After patting himself on the back following the Orlando massacre, Donald Trump went on to suggest the usual Republican response when there’s a mass shooting in America – that more club-goers needed more guns. Asked about that statement on Sunday, Chris Cox, the executive director of the National Rifle Association’s Institute for Legislative Action, said Trump’s answer “defies commonsense.”
“We have a serious problem in this country, a catastrophic situation,” Cox said. “It has nothing to do with firearms. It has nothing to do with the Second Amendment or even gun control and it has everything to do with radical Islamic terrorists.”

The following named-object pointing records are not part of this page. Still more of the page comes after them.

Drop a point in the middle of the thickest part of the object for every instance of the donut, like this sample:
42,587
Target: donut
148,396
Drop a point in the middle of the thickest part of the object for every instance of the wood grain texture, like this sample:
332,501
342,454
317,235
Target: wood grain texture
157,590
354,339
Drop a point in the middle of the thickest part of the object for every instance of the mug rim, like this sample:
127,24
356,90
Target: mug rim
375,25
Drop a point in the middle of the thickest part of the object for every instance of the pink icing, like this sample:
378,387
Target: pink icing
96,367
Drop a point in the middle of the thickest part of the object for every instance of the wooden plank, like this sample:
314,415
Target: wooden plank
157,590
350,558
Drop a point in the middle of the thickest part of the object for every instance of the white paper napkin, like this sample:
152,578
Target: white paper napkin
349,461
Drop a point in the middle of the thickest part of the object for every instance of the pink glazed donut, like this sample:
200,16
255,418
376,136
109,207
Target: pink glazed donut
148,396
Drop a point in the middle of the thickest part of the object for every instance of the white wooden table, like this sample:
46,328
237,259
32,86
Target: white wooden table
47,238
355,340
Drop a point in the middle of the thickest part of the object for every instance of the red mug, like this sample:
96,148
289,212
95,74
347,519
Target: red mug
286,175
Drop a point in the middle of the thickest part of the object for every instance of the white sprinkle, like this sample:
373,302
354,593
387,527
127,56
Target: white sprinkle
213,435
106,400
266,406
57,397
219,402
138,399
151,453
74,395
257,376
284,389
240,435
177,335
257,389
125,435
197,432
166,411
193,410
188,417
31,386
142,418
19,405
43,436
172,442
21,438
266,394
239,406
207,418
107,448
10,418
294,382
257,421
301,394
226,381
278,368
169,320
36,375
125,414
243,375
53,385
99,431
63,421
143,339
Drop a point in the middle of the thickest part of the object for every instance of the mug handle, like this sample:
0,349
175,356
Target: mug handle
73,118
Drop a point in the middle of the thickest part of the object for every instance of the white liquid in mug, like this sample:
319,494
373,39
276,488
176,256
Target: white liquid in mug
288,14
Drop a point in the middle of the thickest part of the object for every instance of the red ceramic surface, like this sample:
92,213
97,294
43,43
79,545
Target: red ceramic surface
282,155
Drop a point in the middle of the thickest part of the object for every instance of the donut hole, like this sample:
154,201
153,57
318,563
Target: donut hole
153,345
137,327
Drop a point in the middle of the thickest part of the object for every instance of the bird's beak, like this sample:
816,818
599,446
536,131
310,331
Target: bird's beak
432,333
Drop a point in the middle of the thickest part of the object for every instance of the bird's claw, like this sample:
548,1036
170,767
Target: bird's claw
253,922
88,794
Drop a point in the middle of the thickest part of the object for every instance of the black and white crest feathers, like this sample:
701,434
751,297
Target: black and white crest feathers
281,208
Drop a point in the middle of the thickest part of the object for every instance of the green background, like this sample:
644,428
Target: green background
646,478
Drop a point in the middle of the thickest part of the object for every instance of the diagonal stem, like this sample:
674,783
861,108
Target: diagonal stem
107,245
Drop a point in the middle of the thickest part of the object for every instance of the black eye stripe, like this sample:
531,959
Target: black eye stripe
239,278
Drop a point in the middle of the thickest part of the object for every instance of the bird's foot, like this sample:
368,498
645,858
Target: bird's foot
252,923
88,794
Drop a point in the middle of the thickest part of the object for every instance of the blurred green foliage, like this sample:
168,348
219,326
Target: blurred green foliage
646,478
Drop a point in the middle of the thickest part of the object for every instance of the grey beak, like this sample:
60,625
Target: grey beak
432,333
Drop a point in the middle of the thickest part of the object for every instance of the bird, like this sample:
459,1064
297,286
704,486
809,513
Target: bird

Cox was asked about presumptive GOP presidential nominee Donald Trump‘s comments that the outcome in Orlando would have been better had more people in the club been armed.
Cox said the Pulse nightclub’s gun-free-zone policy didn’t prevent Omar Mateen from “mowing down innocent people.”
Cox, however, said he does not want people drinking a nightclub armed to the teeth.
“What Donald Trump has said is what the American people know is commonsense, that if somebody had been there to stop this faster, fewer people would have died. That’s not controversial, that’s commonsense,” he said.
“No one thinks that people should go into a nightclub drinking and carrying firearms. That defies commonsense. It also defies the law. It’s not what we’re talking about here,” he added.